In "Sharp threshold phenomena in statistical physics", H. Duminil-Copin, Japanese J. of Math. 14, 2019, a sharp transition of a boolean function is defined as follows:
A sequence of increasing boolean functions $(\mathbf{f_n})$ undergoes a sharp threshold at $(p_n)$ if there exists a $(\delta_n)$ tending to 0 such that $f_n(p_n - \delta_n) \to 0$ and $f_n(p_n + \delta_n) \to 1$.
An example is $p_n = 1/n$, for the indicator $f=\mathbb{1}_{\text{giant component}}$ of the random graph.

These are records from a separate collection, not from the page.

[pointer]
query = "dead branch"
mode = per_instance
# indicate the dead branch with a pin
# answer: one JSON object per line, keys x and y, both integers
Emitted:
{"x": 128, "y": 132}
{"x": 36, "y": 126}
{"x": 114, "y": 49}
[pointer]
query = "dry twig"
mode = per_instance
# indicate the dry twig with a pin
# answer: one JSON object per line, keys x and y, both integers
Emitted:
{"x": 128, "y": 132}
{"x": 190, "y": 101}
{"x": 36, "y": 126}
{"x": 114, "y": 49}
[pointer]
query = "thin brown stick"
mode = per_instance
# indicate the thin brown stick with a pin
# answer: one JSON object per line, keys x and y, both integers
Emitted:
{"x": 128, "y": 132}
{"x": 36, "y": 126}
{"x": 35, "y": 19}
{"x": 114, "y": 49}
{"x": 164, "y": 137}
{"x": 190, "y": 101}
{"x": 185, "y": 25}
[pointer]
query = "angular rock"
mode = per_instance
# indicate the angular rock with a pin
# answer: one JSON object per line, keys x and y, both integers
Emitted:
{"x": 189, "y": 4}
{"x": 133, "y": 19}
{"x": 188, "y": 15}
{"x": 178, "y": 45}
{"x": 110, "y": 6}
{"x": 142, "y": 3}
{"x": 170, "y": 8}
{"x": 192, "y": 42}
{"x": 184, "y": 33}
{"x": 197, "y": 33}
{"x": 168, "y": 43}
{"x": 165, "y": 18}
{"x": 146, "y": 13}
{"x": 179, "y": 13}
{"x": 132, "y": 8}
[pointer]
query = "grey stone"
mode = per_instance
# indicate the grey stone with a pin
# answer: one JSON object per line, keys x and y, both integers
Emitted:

What if I write $p_n = n^{-c}$, for $c<1$ and $c>1$, and consider this the threshold point for $\mathbb{1}_{\text{giant component}}$? Have I followed the correct definition of a sharp threshold above? That is, if I show that the limit of the indicator $\mathbb{1}_{\text{giant component}}$ is either 0 or 1 for $c<1$ or $c>1$, have completed an equivalent task to the above definition?
How are these two formulations (the adding $\delta_n$ method and the use of a power $c$) of the threshold related? Perhaps, I can write $f(n^{-c}) = f(n^{-1} ± \Delta_n(c))$, and find the corresponding sequence $(\Delta_n(c))$, and therefore show the two limits above are 0 or 1?